Whereas mapping excludes the strangers and forcibly “settle” the pilgrims in order to define, protect and extend its borders (see Phyllis Tickle’s “Forward” to Phileena Heuertz’s Pilgrimage of a Soul), itineraries are invitations to strangers and to pilgrims to experience the generosity of locals.
Refusing borders and dominating narratives of space, the pilgrim follows the itineraries of pilgrims forgone. But the experience of each pilgrim takes its own shape. The itinerary is prescriptive but not coercive. The itinerary is an invitation. Taking the journey means crossing and even subverting borders and a dominant narrative about space. In this way, the practice of pilgrimage is a practice of resistance. It cultivates a life that resists the illusion of control, the exclusion of the stranger and the domination of people and places. Itineraries mean transforming the places on the map into alternative spaces filled with alternative lives and alternative lifestyles marked and orientated by our pilgrimage to the City of God.

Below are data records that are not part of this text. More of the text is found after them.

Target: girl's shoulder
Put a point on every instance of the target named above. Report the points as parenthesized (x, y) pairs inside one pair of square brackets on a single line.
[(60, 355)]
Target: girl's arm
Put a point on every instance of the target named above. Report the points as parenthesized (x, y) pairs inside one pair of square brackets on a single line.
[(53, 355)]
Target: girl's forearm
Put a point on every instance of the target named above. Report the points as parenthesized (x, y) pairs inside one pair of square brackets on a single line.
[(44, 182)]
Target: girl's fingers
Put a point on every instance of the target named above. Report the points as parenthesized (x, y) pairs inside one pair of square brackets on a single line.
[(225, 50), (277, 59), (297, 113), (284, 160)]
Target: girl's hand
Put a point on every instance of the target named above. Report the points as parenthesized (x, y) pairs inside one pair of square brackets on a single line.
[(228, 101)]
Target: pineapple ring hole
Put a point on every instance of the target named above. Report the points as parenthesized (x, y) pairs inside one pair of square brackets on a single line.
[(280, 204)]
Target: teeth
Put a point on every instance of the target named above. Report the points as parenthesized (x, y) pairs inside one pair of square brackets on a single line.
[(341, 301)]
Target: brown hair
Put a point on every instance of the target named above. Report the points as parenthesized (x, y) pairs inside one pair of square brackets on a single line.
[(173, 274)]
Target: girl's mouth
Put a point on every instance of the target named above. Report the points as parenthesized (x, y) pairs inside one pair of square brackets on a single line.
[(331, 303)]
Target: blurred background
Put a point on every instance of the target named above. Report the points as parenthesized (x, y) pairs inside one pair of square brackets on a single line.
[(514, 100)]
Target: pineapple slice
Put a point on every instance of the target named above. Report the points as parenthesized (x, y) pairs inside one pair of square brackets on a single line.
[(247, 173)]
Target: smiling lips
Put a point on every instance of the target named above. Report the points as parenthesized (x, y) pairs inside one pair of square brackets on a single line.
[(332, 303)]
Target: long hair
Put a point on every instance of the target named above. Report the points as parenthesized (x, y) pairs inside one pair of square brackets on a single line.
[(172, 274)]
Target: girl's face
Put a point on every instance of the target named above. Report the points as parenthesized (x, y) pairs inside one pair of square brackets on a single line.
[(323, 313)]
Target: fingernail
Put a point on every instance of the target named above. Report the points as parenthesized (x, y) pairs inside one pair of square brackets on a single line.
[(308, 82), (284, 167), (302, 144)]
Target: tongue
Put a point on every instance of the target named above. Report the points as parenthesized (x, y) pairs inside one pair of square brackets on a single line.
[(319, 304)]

As I made pilgrimage through Assisi, I reflected on the trajectory that Claire and Francis charted. They created a new storied-space, and they invited the likes of me to journey through it. But although their story was new, it too was not original. In the homes, barns and businesses that Francis’ and Claire’s lives transformed into “alternative spaces,” they all link the stories of the saints to the story of Christ. They were misunderstood, rejected, persecuted and poor and yet joyful, loving and generous. Claire and Francis were “saints” inasmuch as they imitated Christ. Their stories were original in that only they could live out their own stories as only I can live out mine. But they draw from the church’s tradition and are told against its background. They chart the itinerary and further enrich the tradition, which now comprises the background for my pilgrimage. O, to follow Claire and Francis, to walk faithfully and to fill each place with stories about our radical love for God!